Richardson has also been the only candidate that I'm aware of who has criticized Bush on his threat to veto Washington, DC appropriations bill because of the domestic partner registry. Richardson stated:

"I was disappointed to hear about the President's threat to veto the Washington, DC appropriations bill because of the Domestic Partner Registry. Let's be clear: this threatened veto is a veto of human rights and basic civil protections.

"The President says that he is the "decider." With this veto threat, he has once again decided to support the forces of intolerance. This bill is not radical and should not be controversial. It simply extends basic rights that most Americans already enjoy -- like hospital visitation, medical decision, and inheritance rights -- to committed domestic partnerships.
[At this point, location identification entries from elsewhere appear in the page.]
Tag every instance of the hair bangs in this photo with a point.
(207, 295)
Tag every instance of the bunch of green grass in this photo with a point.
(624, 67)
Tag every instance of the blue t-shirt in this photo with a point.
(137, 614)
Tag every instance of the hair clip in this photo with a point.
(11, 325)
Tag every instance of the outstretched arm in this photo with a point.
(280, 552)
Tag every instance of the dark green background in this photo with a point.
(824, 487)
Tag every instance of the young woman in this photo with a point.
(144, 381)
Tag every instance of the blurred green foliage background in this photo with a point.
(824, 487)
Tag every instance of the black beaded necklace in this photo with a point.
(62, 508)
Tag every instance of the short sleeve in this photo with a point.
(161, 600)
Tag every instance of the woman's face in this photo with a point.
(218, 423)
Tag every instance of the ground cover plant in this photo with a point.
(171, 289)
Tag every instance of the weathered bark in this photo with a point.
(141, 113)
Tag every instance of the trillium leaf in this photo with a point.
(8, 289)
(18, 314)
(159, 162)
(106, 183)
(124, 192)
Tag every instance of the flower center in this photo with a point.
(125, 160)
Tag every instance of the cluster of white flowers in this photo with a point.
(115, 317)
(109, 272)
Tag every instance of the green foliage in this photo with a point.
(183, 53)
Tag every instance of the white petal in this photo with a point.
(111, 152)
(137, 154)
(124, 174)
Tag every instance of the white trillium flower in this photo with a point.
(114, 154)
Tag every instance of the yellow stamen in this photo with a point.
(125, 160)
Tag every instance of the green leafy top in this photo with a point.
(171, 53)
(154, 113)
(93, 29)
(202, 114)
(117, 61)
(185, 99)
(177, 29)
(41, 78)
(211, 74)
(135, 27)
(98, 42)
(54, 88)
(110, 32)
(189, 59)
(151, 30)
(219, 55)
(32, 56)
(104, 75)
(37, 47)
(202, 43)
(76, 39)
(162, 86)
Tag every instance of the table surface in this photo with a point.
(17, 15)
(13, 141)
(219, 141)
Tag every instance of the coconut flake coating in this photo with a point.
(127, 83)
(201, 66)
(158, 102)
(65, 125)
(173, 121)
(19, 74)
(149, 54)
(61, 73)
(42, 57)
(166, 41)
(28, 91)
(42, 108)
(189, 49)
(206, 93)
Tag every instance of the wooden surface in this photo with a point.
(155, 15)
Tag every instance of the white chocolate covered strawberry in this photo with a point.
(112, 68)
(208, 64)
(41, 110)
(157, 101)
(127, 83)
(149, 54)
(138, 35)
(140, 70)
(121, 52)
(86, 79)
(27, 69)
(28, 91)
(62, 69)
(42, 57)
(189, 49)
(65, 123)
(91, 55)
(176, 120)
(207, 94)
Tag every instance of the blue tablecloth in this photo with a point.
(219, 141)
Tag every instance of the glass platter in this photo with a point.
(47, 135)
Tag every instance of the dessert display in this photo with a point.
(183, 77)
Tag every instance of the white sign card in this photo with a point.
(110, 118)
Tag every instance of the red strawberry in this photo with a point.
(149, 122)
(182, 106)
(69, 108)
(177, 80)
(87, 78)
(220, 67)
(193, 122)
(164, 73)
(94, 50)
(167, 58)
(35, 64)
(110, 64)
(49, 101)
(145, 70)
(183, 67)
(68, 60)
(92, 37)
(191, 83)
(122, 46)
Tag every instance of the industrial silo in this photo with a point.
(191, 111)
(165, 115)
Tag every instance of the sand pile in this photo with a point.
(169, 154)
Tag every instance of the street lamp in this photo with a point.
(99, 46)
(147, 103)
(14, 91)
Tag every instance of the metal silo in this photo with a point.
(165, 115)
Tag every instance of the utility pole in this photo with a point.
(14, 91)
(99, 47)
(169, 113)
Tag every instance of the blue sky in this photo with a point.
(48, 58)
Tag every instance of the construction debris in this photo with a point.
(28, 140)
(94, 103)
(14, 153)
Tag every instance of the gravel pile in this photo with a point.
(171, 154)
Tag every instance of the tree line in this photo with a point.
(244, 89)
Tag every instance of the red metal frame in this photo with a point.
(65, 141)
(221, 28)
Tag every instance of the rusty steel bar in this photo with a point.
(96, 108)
Finally, let me tell you one story I know from a friend who dealt directly with Richardson's campaign. Richardson likes staying at the homes of supporters on his trips - it helps him gain a much better understanding of the views of people across the nation than he would obtain if he checked into hotels. Plus, I think Richardson is a very social person and enjoys meeting new people.

In a visit either to San Francisco earlier this year, the supporter (my friend) who Richardson was going to stay with is gay, and lives in the Castro District of SF with his partner and children. Richardson didn't know in advance the supporter was gay. My friend didn't want to surprise Richardson and checked with the campaign as to whether Richardson would have any problem spending the night as his house. Richardson's response was absolutely not.

As it turned out Richardson's plans got shifted, he came into San Francisco the morning of the fundraiser - not the night before so he didn't need lodging. But the point is Richardson in his personal life is comfortable and welcoming of gays and does not practice discrimination.

Does whether or not Bill Richardson things being gay is a choice really affect his politics when it comes to LGBT politics? Even if being gay were a choice, it wouldn't remove the obligation of the nation to allow its citizens to live the kinds of lives they want to. So Bill Richardson's personal impressions about a subject don't really bug me all that much because I see that he recognizes the essence what is right about LGBT rights legislation. If anything, I'm glad he's frank and honest.